Africa Today News, New York can confirm that a former England team captain, Gary Lineker has been temporarily eased off from his role as presenter of the BBC’s flagship football highlights Match of the Day show against the backdrop of his criticism of the UK government’s new policy towards asylum seekers.
The removal of Lineker from the show by BBC – a national institution in the UK that has been airing since the 1960s – marks an extraordinary development and was followed by an outpouring of public support for Lineker and a slew of his colleagues announcing they would not appear on the show without him.
Africa Today News, New York reports that trouble started on Tuesday when Linker twitter to his 8.7 million followers, Lineker – one of England’s greatest football players and now among the UK’s most influential media figures – said the language used by members of the UK government towards asylum seekers was similar to that used in Nazi Germany.
‘The BBC has decided that he will step back from presenting ‘Match of the Day,’ the BBC said late on Friday, ‘until we’ve got an agreed and clear position on his use of social media’.
‘We have never said that Gary should be an opinion-free zone, or that he can’t have a view on issues that matter to him, but we have said that he should keep well away from taking sides on party political issues or political controversies,’ the BBC said.
Conservative Party members of parliament had called on the BBC to discipline Lineker after he tweeted that the government’s plan to detain and deport asylum seekers arriving by boat was ‘an immeasurably cruel policy directed at the most vulnerable people in language that is not dissimilar to that used by Germany in the 30s’.
‘There is no huge influx.

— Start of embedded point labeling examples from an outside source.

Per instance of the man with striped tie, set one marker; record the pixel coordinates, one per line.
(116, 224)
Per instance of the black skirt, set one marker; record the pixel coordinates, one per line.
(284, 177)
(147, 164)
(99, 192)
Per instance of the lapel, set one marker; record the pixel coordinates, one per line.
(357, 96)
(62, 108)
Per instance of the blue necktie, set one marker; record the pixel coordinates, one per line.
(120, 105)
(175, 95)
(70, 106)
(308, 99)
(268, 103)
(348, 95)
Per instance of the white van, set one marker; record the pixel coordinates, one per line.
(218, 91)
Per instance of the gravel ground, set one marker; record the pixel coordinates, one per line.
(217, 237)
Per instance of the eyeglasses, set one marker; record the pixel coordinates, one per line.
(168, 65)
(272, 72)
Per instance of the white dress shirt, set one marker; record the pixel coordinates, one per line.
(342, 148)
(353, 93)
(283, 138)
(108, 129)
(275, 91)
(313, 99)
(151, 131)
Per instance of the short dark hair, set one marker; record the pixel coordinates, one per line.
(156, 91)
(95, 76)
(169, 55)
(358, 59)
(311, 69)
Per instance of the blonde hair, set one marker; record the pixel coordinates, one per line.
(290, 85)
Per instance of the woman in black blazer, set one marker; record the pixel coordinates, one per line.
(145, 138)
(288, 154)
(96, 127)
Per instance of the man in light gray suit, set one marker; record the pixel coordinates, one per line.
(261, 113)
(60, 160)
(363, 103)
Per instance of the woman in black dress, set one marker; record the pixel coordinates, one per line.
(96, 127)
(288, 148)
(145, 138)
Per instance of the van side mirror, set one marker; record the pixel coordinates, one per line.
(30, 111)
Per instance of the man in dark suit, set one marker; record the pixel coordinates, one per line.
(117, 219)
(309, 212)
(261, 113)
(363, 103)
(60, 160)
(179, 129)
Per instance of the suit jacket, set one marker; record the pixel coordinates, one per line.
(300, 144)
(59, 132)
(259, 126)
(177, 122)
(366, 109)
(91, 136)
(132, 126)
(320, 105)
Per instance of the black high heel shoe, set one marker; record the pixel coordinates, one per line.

We take far fewer refugees than other major European countries,’ he wrote.
The government called Lineker’s Nazi comparison inappropriate and unacceptable while some members of parliament said he should be fired.
Meanwhile, Lineker has yet to make an official comment on his temporary dismissal, though one of his former BBC colleagues – Dan Walker – said he had been in contact with Lineker and asked him “whether he is stepping back or whether the BBC have told him to step back”.